Laundering culpability works in both directions: externally, to us, but also internally, to the people within the machine. It generates a new category of casualty, algorithmic casualties, that are immediately normalized. The machine can function by providing a plausible lie to the people that operate it, that they are just doing what the provided tools told them to do.
Along a different dimension, culpability laundering works for both the users and rentiers of AI. AI companies can sell a product that is both miraculously accurate and completely fallible. There is no boundary around the guaranteed function aside from "everything," so failure to perform "everything" can't be considered a bug - it is both an unerring god and a smol bean language model.
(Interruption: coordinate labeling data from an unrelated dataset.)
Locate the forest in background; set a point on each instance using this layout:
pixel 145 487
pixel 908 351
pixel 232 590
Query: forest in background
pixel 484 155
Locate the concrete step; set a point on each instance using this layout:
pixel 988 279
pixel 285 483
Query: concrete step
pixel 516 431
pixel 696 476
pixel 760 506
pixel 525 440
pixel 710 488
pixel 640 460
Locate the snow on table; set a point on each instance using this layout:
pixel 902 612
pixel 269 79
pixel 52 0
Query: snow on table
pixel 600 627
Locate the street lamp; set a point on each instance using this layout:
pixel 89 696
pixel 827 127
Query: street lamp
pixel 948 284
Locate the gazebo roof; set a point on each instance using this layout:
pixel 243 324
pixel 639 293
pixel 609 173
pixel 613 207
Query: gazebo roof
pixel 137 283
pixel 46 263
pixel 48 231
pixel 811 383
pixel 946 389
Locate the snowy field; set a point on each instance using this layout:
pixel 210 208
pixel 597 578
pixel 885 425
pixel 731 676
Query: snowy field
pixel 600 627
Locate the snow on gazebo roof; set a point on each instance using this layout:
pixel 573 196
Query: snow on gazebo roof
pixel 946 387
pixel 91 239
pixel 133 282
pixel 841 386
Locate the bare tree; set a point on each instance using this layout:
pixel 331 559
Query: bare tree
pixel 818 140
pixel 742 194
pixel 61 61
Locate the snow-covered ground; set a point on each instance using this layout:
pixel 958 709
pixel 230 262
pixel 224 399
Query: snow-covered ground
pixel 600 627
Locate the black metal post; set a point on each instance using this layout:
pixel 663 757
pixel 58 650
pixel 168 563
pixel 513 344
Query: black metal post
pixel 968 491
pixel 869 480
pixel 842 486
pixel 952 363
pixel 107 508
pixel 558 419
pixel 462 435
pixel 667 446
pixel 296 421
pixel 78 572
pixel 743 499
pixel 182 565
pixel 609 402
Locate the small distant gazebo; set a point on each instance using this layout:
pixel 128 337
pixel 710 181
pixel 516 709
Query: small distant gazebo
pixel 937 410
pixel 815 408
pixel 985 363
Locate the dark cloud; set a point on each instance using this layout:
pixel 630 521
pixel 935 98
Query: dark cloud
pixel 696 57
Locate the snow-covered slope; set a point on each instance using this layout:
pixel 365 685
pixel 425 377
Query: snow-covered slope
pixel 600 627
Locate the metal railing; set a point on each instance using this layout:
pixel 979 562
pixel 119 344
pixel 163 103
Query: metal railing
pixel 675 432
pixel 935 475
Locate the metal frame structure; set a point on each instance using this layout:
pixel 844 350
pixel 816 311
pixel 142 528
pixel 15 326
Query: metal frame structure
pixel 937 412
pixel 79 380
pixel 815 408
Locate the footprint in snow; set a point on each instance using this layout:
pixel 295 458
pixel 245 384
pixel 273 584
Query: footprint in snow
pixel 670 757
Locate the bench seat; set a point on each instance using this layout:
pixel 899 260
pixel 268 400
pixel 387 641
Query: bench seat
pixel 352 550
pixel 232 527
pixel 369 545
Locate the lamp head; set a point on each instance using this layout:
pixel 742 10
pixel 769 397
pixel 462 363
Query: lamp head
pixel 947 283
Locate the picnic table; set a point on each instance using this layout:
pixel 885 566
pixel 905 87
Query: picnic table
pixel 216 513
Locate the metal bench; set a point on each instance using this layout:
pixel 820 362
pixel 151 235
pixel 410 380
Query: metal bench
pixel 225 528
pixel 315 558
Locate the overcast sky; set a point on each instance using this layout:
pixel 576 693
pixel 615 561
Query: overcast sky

The bet that the AI bubble in no small part rests on is the bet that legal precedent will shake out in such a way that protects AI companies against harms caused by their models, at which point everything becomes legal for corporations and nothing is legal for humans. It is a bet that capital can come to own reality itself.
If you're here to say "nothing is new and everything has always been this way" you're too late everyone got here ahead of you

@jonny

Really appreciate this framing, it's what I was reaching toward with Artificial Authority:

"Artificial Intelligence is not a cohesive tool...but rather than a technology, AI signifies a particular vie for power that notably incurs upon the domain of erudition, by pirating the language of intelligence and consciousness and the actions of sense making. This is an attempt to alienate authority toward something that cannot be held to account - to create something of a higher power."